# Cheltenham Watch



## seemore (Oct 25, 2007)

Got an interesting one here the case is hall marked silver 1869 and inside on the movement it say,s Waite & son who are jewellers in Cheltenham that still exist! There is also a serial number 159936 does any one know whether the movement is Swiss English or may even American?


----------



## Chascomm (Sep 9, 2005)

seemore said:


> does any one know whether the movement is Swiss English or may even American?

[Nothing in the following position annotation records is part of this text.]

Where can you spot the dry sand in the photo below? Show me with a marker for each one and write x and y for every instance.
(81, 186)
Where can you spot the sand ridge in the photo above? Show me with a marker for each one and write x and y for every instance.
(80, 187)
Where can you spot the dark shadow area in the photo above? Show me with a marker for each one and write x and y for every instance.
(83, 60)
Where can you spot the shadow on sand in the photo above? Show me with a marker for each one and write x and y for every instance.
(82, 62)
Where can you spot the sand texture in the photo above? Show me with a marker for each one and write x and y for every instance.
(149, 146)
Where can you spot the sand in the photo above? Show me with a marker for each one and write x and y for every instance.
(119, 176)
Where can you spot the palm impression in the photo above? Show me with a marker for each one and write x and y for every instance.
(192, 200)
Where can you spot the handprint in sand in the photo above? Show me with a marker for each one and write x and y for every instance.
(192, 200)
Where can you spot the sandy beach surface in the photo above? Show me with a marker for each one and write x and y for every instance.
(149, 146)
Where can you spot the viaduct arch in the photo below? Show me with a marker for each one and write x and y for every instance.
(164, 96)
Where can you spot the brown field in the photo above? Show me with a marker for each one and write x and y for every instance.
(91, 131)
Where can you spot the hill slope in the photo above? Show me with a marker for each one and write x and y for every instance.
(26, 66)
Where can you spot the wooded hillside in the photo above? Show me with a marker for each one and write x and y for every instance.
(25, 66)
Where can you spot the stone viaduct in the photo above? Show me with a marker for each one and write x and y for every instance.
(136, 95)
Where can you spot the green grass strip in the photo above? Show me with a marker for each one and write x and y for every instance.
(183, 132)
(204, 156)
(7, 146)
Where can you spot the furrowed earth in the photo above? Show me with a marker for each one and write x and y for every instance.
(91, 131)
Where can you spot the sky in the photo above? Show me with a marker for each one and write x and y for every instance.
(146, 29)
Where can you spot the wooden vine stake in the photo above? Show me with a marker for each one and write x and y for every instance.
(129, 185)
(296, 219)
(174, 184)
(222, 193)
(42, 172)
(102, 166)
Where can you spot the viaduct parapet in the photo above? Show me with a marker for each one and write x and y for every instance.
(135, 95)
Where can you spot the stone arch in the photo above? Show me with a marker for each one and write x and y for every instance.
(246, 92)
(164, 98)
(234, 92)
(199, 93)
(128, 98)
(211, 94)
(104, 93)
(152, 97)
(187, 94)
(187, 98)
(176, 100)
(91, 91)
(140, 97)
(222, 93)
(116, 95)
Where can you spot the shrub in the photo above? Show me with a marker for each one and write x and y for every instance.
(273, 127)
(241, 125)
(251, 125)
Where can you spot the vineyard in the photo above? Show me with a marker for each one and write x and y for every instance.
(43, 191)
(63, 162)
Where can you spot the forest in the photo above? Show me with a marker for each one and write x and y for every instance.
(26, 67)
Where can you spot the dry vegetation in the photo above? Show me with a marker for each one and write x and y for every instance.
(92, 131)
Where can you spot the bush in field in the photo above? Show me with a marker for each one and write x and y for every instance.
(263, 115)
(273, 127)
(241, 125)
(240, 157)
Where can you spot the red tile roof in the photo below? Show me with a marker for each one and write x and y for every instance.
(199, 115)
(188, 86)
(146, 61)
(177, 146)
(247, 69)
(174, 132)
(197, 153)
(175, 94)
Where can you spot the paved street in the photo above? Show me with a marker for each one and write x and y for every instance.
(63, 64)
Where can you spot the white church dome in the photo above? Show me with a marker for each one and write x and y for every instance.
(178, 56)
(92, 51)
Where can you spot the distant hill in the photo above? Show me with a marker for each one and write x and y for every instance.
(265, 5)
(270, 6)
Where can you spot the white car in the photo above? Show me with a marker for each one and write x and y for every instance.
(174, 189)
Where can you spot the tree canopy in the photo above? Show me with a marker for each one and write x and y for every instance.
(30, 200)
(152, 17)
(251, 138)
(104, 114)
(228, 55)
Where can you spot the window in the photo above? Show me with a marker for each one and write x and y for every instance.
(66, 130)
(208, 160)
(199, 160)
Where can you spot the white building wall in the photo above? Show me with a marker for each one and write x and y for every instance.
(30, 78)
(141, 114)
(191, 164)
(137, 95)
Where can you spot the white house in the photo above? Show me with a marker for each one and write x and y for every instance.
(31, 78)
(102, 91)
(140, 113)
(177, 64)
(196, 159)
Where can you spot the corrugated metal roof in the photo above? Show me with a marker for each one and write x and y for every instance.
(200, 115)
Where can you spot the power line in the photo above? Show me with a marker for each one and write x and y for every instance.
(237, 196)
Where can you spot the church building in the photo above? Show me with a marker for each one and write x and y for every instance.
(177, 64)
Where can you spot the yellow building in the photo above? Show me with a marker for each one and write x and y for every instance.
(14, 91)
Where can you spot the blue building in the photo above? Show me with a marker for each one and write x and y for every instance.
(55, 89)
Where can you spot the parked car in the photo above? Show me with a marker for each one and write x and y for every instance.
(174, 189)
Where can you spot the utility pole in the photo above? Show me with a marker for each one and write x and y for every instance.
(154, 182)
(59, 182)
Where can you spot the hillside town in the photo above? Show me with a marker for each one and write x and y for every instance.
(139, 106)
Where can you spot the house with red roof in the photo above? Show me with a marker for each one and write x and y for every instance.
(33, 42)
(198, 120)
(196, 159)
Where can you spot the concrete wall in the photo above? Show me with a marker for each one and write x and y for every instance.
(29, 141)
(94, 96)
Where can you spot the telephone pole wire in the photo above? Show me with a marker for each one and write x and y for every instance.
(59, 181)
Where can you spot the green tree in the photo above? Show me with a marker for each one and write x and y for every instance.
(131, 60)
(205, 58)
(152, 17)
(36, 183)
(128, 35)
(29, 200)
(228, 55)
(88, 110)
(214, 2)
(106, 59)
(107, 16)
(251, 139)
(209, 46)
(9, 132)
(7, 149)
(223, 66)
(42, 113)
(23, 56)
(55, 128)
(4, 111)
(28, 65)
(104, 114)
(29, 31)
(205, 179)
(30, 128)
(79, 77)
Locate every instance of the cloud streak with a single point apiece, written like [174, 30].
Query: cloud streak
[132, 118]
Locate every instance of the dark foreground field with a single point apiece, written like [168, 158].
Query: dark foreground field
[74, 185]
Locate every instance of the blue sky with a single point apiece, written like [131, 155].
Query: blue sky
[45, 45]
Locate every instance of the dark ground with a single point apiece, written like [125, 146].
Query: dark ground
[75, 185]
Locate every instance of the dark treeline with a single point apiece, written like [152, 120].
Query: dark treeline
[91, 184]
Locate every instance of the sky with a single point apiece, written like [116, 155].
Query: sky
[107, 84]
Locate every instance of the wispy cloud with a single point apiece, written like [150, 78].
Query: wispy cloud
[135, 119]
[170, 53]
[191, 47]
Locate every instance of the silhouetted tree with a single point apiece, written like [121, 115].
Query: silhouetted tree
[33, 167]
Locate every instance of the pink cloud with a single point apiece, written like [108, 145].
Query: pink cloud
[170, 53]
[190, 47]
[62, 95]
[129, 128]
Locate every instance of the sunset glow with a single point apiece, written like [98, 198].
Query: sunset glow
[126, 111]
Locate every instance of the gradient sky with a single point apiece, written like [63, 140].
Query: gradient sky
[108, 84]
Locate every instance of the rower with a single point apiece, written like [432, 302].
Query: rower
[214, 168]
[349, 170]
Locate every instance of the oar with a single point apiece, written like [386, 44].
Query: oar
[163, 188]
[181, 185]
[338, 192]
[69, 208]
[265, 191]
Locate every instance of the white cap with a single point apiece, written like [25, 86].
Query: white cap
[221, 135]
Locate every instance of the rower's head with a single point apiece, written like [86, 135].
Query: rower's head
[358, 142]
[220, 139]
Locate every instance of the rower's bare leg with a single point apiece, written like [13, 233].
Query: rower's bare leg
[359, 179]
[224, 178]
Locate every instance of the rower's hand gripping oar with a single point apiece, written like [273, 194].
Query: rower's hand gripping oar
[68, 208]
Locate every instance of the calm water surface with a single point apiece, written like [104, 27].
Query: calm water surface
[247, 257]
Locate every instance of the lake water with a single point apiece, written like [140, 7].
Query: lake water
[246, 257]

Looks like an English movement with fusee.


----------



## Mikrolisk (Jan 23, 2008)

Yes, its english, with fusee and chain and an english lever escapement.

Andreas


----------



## seemore (Oct 25, 2007)

Would Waite and son have bought the movement in and cased and engraved it or would the have made it.


----------



## Mikrolisk (Jan 23, 2008)

You can find this kind of movement at many watchmakers of these times. Because of that I am sure that this movement was a raw movement by somebody else.

Andreas


----------



## seemore (Oct 25, 2007)

Thanks andreas for all the info,will have to see if it can be repaired as it is stopping and starting at the moment. i find it interesting because i live near cheltenham and know the shop that sold it over 100 years ago


----------



## Mikrolisk (Jan 23, 2008)

Way cool! I hope, you'll find a good watchmaker that can clean and repair it.

Andreas


----------